This photo, taken of one of my hitches from my 1998 hitchhiking journey around Australia photographing everyone who gave me a lift and writing about each hitch (http://soididbook.blogspot.com.au/), is one of my favourite portraits. However, at the time I took it I thought it was 'shit'.
I was hoping to get a few hitches in trucks - semi-trailers more to the point - on my way Around Australia and really keen to get a ride in at least one in a roadtrain. However, it didn't pan out that way. I'm sure 99% of the reason was the fact I was a bloke. If I'd been of the female persuasion, I reckon I would have had semi-trailers and roadtrains queuing up.
In fact, I only got 2 hitches in trucks (both 'semis') and one followed the other. This bloke, Brian Melbourne, was my 2nd truck hitch. I got a ride with him because my first truck hitch, a guy called Marcus, phoned ahead and lined me up with Brian.
Marcus introduced me to Brian in Horsham, western Victoria. I got into Brian's semi and we soon discovered a mutual love of AC/DC. I also discvered that Brian loved swearing and pretty soon we were getting along like a house on fire. He was, in short, a good bloke.

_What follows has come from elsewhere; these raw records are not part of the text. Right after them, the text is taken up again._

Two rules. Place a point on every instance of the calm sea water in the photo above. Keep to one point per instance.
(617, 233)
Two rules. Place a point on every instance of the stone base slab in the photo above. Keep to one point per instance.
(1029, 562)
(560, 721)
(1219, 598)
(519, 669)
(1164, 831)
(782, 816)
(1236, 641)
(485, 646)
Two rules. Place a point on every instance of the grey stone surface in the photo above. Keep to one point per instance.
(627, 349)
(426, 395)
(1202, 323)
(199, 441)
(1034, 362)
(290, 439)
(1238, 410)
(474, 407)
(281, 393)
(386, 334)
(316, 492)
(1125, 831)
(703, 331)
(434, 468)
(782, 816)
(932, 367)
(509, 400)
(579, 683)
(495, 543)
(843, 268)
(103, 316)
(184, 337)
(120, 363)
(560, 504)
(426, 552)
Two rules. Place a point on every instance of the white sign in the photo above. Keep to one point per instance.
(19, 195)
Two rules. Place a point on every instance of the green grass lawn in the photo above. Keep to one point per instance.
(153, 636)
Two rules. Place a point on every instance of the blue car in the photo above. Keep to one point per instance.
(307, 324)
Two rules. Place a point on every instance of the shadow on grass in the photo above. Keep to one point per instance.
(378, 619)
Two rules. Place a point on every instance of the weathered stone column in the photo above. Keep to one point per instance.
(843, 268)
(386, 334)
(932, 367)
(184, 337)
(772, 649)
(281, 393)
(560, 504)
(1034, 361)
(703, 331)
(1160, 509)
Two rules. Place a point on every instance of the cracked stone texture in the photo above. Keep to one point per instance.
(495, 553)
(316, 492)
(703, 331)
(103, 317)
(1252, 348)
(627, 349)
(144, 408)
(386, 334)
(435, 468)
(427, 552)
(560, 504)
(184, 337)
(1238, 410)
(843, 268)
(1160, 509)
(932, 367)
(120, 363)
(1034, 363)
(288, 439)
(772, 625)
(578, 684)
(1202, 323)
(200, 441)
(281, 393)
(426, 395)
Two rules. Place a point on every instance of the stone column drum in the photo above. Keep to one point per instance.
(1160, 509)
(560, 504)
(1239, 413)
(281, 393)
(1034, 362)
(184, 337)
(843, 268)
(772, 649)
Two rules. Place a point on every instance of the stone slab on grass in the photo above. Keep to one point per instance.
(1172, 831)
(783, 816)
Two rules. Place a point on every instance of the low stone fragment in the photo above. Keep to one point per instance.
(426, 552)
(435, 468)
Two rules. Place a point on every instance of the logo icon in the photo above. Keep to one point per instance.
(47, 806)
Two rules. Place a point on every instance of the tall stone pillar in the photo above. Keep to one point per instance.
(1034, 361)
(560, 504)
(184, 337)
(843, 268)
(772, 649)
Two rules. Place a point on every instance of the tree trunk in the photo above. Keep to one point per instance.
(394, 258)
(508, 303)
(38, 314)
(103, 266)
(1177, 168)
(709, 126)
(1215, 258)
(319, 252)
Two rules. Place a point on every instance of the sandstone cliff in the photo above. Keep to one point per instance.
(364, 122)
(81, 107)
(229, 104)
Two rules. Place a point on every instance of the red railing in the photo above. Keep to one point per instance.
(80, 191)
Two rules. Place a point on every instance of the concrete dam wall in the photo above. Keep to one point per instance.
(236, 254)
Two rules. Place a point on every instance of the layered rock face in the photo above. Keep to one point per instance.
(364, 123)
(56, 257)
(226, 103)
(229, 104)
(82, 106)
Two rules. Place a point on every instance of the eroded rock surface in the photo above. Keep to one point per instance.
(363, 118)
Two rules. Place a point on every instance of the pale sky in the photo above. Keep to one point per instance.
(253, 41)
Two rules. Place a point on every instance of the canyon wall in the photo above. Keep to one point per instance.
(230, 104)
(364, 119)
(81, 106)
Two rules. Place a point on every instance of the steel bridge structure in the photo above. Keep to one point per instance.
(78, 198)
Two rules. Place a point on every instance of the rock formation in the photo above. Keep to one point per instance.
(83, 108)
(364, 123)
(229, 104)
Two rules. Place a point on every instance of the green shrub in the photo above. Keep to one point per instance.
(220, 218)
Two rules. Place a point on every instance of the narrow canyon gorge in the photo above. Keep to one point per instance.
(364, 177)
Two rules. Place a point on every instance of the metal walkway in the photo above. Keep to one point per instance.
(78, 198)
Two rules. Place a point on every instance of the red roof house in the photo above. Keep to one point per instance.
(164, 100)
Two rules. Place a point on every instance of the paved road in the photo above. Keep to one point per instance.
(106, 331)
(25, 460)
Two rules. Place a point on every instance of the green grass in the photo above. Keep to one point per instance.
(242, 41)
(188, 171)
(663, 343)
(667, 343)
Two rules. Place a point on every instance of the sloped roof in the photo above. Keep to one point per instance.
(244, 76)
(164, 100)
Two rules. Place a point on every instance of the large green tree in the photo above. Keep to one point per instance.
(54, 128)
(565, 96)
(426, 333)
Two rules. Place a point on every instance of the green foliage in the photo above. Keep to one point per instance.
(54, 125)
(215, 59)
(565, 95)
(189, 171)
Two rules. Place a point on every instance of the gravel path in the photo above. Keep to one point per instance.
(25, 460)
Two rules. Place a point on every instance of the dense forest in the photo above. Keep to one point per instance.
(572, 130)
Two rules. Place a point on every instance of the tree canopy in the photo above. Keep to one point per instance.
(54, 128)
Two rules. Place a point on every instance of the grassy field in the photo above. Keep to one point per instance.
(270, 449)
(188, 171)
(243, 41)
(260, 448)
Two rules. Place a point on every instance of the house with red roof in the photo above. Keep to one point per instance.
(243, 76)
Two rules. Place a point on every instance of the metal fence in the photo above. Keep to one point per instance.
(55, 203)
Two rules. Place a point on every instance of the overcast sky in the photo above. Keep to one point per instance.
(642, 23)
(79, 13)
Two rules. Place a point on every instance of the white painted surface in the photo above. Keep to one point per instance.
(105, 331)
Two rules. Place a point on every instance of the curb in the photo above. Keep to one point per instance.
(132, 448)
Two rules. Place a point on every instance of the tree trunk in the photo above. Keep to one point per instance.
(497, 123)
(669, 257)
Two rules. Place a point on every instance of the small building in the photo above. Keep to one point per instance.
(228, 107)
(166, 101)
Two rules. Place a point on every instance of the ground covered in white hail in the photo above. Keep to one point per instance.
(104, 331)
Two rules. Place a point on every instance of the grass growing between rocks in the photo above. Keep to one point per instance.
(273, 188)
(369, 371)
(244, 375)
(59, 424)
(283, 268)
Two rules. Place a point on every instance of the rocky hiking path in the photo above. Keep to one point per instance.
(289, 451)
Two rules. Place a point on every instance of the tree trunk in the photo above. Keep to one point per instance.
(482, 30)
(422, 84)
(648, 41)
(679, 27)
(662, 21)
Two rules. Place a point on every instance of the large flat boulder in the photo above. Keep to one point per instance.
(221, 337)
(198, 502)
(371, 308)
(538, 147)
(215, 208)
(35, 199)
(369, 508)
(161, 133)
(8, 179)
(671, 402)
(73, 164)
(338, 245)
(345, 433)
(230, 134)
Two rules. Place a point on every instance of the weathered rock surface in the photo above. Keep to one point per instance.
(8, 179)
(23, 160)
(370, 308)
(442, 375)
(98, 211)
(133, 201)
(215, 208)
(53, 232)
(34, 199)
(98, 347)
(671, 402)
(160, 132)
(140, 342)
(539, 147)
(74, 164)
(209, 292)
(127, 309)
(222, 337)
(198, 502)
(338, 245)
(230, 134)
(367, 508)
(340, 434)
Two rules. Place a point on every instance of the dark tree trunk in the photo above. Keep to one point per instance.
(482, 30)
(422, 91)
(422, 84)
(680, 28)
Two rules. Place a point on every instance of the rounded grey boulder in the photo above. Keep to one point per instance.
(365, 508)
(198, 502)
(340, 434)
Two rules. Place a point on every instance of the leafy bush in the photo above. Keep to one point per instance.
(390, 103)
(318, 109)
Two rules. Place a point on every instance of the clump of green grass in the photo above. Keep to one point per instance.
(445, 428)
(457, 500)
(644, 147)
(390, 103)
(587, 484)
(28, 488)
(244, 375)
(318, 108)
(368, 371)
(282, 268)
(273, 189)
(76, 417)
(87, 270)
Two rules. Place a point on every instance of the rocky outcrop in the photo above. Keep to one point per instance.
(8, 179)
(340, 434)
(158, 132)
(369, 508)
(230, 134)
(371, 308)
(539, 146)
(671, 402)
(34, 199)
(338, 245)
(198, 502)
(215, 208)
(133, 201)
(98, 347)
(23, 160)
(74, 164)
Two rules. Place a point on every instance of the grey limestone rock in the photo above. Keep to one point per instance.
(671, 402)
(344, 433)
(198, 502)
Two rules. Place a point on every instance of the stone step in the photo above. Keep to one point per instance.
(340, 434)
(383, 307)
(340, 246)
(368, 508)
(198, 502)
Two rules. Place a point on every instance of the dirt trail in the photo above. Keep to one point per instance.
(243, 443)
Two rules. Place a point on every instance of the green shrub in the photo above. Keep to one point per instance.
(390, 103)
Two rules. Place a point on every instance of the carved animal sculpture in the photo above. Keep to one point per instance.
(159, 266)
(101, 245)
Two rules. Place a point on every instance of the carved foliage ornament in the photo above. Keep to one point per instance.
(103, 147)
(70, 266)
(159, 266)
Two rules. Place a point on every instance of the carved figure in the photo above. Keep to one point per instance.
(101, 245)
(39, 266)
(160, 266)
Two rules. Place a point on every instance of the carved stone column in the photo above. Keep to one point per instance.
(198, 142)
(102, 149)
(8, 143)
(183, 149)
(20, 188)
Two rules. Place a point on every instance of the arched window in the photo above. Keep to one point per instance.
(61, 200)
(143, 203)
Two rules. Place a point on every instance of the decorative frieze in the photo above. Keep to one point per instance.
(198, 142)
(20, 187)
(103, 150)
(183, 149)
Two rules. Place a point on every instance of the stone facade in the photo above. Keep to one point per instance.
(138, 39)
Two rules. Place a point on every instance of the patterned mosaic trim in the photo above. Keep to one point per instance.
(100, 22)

He was also a heavily tattoo-ed good bloke and I knew early on I wanted to do a photo of him that incorporated his 'tatts'. It was late afternoon and I wanted to get the photo done while there was still some daylight kicking around. I told Brian what I had in mind and he kindly pulled the truck for me so I could get my photo (despite the 'truckie' demeanour, Brian proved a great model and, later on, when he spoke to his wife on the phone, he introduced himself as "Australia's next super model").
Once he'd pulled over I tried a few photos in the truck cab, with Brian resting his arms on the steering wheel and the tatts visible, but it looked pretty ordinary. I was 'umming' and 'aahing' to myself, trying to come up with an idea that would work. Nothing in the confines of the cab appealed so I suggested trying something outside.
We hopped down and I looked around. Nothing grabbed me and I was fast losing light, so I told Brian to lean against the cab with his arm out straight. This is the photo you see here.
Without even looking through the camera I could see that it didn't look great. There was lots wrong with it - for a start, I wanted more of the truck in frame. Out of courtesy more than anything I decided to take a photo as I didn't want Brian to think I was wasting his time.
I put the camera up to my face with every intention of taking just one frame and, as I pressed the shutter, I said to myself, 'That looks like shit'.
I tried a few other things before the light completely died. I wasn't happy with what I had but Brian had a schedule to stick to and I didn't want to piss him off. Anyway, I knew there was something passable in what I'd taken.
Months later, when my journey was over and I was in the darkroom printing up all the portraits of my hitches, I printed some of the photos of Brian in the truck. None of them grabbed me and I thought I'd screwed up royally. Out of frustration I put the negative of this photo into the enlarger and knocked off a quick print. I watched the image loom up at me from the tray of liquid and I couldn't believe what I saw. The photo I'd thought was shit suddenly came to life and almost leapt out of the tray and grabbed me by the throat.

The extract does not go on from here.